Francis de CROISSET
Edgard Franz WIENER devenu le 09 février 1911 WIENER DE CROISSET dit Francis de CROISSET
écrivain belge naturalisé français le 11 décembre 1909
(Saint-Josse-ten-Noode, près de Bruxelles, Belgique, 22 janvier 1876* – Paris 8e, 08 novembre 1937*)
Fils d'Alexandre Édouard WIENER (Bruxelles, Belgique, 19 juillet 1848 – Paris 14e, 03 janvier 1920*), négociant [fils de Jacques WIENER] (Hoerstgen, Allemagne, 27 février 1815 – Bruxelles, 03 novembre 1899), graveur], et d'Eugénie Bertha STRAUS (Francfort-sur-le-Main, Allemagne, 14 avril 1852 – Bruxelles, v. 1906).
Epouse à Arles, Bouches-du-Rhône, le 04 mai 1910 Marie Thérèse Anne Josèphe Germaine de CHEVIGNÉ (Saint-Etienne-de-Montluc, Loire-Atlantique, 13 octobre 1880 – Grasse, Alpes-Maritimes, 25 octobre 1963) [épouse 1. en 1902 Maurice BISCHOFFSHEIM (Paris, 14 novembre 1875 – Paris, 22 août 1904)], fille du comte Adhéaume de CHEVIGNÉ (Saint-Etienne-de-Montluc, 23 décembre 1847 – Paris 8e, 01 avril 1911) et de Laure Marie Charlotte de SADE (Paris ancien 16e, 31 mai 1859 – Paris 16e, 15 octobre 1936).

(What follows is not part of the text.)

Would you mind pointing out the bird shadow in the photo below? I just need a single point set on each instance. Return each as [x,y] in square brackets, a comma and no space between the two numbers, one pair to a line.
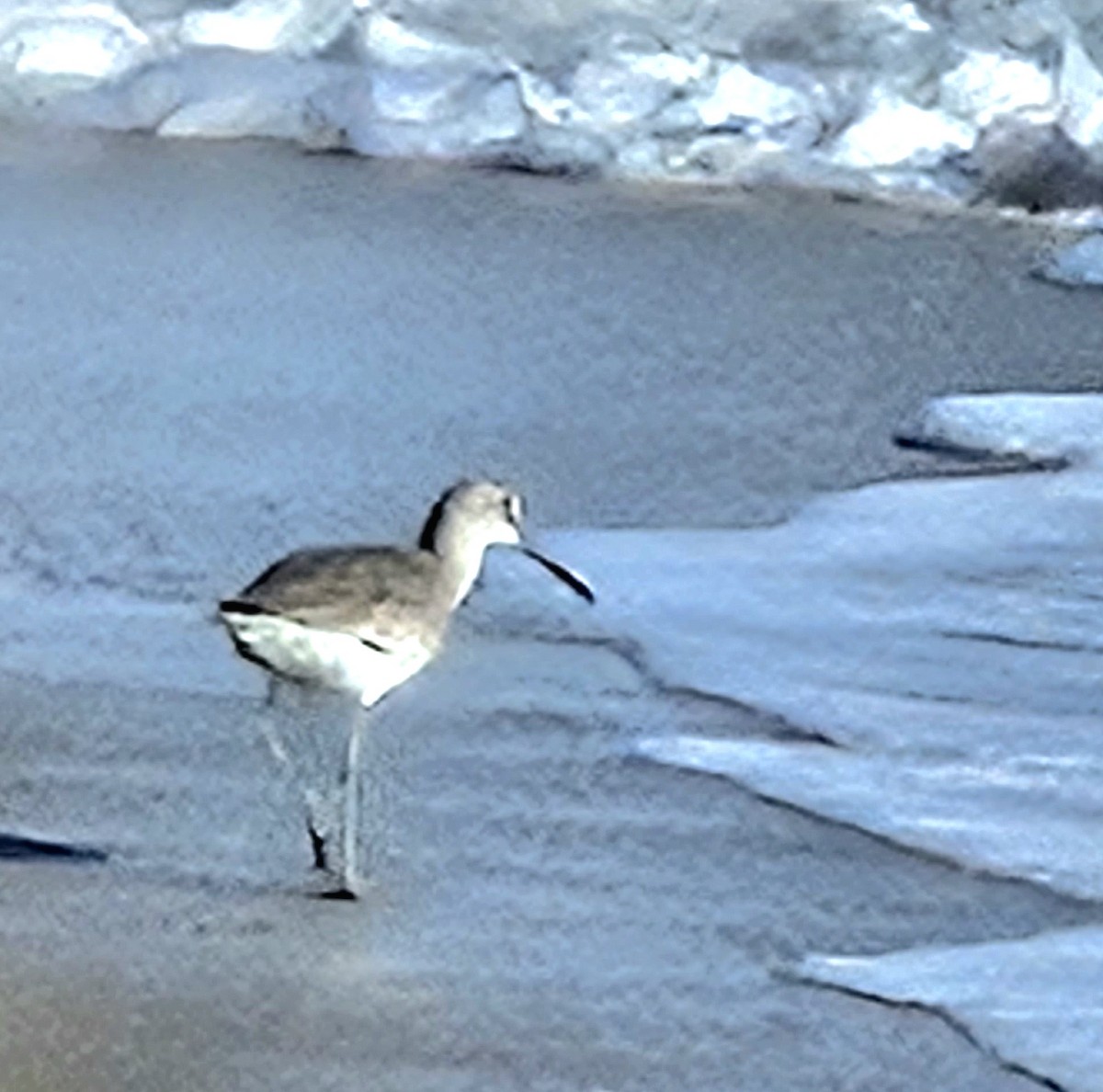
[19,847]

Parents de Philippe François Adéhaume Marie WIENER DE CROISSET (Versailles, Seine-et-Oise [auj. Yvelines], 21 juillet 1911* – Grasse, 23 mars 1965), et de Germaine WIENER DE CROISSET (Paris, 26 octobre 1913 – Brookline, Massachusetts, États-Unis, 31 juillet 1975) [épouse à Paris le 30 novembre 1933 Roger LANNES DE MONTEBELLO (Biarritz, Pyrénées-Atlantiques, 06 juillet 1908 – New York, 02 décembre 1986), peintre].

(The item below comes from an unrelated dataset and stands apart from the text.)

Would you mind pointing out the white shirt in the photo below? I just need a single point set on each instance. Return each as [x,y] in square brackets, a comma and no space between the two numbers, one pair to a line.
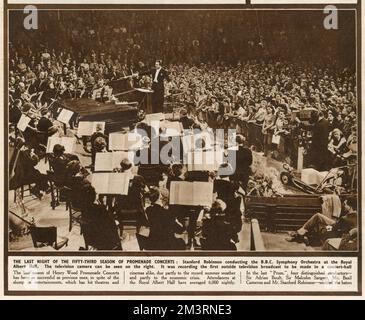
[156,74]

Ayant débuté par des poésies et des chroniques, il se consacre presque aussitôt entièrement au théâtre, où il fait représenter des comédies légères, assez audacieuses, très bien accueillies par le public : Qui trop embrasse (1899), Chérubin (1901), le Paon (1904), le Bonheur, mesdames ! (Théâtre des Variétés, 13 octobre 1905 ; Albert Willemetz y ajoutera des couplets en 1934 pour en faire une comédie musicale), le Cœur dispose (1912). Il devient ensuite le collaborateur de Robert de Flers, avec qui il donne, notamment : les Vignes du Seigneur (1923), les Nouveaux Messieurs (1925), le Docteur Miracle (1926). Durant la dernière partie de sa vie, il voyage beaucoup et rapporte d'Asie des livres d'impressions qui sont probablement le meilleur de son œuvre : la Féerie cinghalaise (1926), Nous avons fait un beau voyage (1930), la Côte de Jade (1938). Il a publié également un roman : la Dame de Malacca (1935).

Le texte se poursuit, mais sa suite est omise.